Viggo Mortensen et Naomi Watts dans Les Promesses de l'ombre de David Cronenberg

Viggo Mortensen et Naomi Watts dans Les Promesses de l’ombre de David Cronenberg

Dans A History of Violence et Les Promesses de l’ombre, titres presque jumeaux, Cronenberg explore la relation entre réalisme cinématographique et création fantastique. Le dilemme s’incarne ici dans l’histoire d’une jeune infirmière d’origine russe qui va pénétrer, à l’occasion d’une enquête sur une mineure morte en donnant naissance à son bébé, dans l’univers terrifiant de la mafia russe londonienne et découvrir un monde de monstres qui relève davantage du fantasme érotique que de la réalité, même si le film est bien sûr parfaitement crédible et documenté. Les codes du western, du mélodrame et du film noir sont ici non pas transcendés mais enrichis par les éternelles obsessions de Cronenberg sur la confusion sexuelle, le mariage du plaisir et de la souffrance, le conflit entre la chair et l’esprit, qui trouvent à nouveau en Viggo Mortensen une incarnation parfaite.
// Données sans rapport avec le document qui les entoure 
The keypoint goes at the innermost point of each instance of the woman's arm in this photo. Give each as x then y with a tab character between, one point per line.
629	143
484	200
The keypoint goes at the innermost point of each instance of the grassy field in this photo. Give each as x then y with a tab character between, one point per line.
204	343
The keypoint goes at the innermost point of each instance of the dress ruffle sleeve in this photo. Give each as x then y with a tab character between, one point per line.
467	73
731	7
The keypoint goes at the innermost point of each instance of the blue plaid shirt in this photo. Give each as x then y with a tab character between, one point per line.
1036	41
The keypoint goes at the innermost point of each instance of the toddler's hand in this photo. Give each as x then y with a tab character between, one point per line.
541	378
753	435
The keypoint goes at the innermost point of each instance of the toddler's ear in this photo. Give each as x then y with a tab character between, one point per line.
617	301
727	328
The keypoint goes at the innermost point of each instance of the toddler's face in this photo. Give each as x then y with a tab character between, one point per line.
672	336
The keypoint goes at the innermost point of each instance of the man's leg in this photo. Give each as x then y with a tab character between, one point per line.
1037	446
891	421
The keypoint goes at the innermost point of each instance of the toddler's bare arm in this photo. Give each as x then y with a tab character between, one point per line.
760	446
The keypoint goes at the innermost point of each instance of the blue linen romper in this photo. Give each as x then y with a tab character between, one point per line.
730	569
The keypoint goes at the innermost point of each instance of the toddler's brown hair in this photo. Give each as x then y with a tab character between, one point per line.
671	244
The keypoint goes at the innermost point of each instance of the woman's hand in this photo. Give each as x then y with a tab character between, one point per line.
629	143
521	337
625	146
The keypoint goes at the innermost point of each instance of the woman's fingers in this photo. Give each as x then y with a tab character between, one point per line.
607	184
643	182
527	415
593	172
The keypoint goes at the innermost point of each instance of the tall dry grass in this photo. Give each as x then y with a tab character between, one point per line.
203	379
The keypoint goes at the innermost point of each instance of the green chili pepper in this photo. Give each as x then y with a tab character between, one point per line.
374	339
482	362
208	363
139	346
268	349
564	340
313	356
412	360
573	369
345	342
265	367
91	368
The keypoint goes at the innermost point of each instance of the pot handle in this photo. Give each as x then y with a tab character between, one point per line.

Mais la dimension shakespearienne de tragédie familiale, les références bibliques et la noirceur du sujet font des Promesses de l’ombre un film plus grave, moins ludique que A History of Violence. Le film réserve, entre autres surprises, l’un des plus violent combat au corps à corps de l’histoire du cinéma, au cours duquel Viggo Mortensen, nu comme un ver, à l’exception des nombreux tatouages religieux qui couvrent sa musculature reptilienne, affronte deux tueurs tchétchènes venus l’égorger dans un bain public. Brutal, sanglant, Les Promesses de l’ombre recèle aussi une douceur et une tendresse insoupçonnées, à l’image de son magnifique dernier plan, une image de paix qui vient conclure un conte noir hanté par le meurtre, la trahison et l’asservissement de l’homme par l’homme.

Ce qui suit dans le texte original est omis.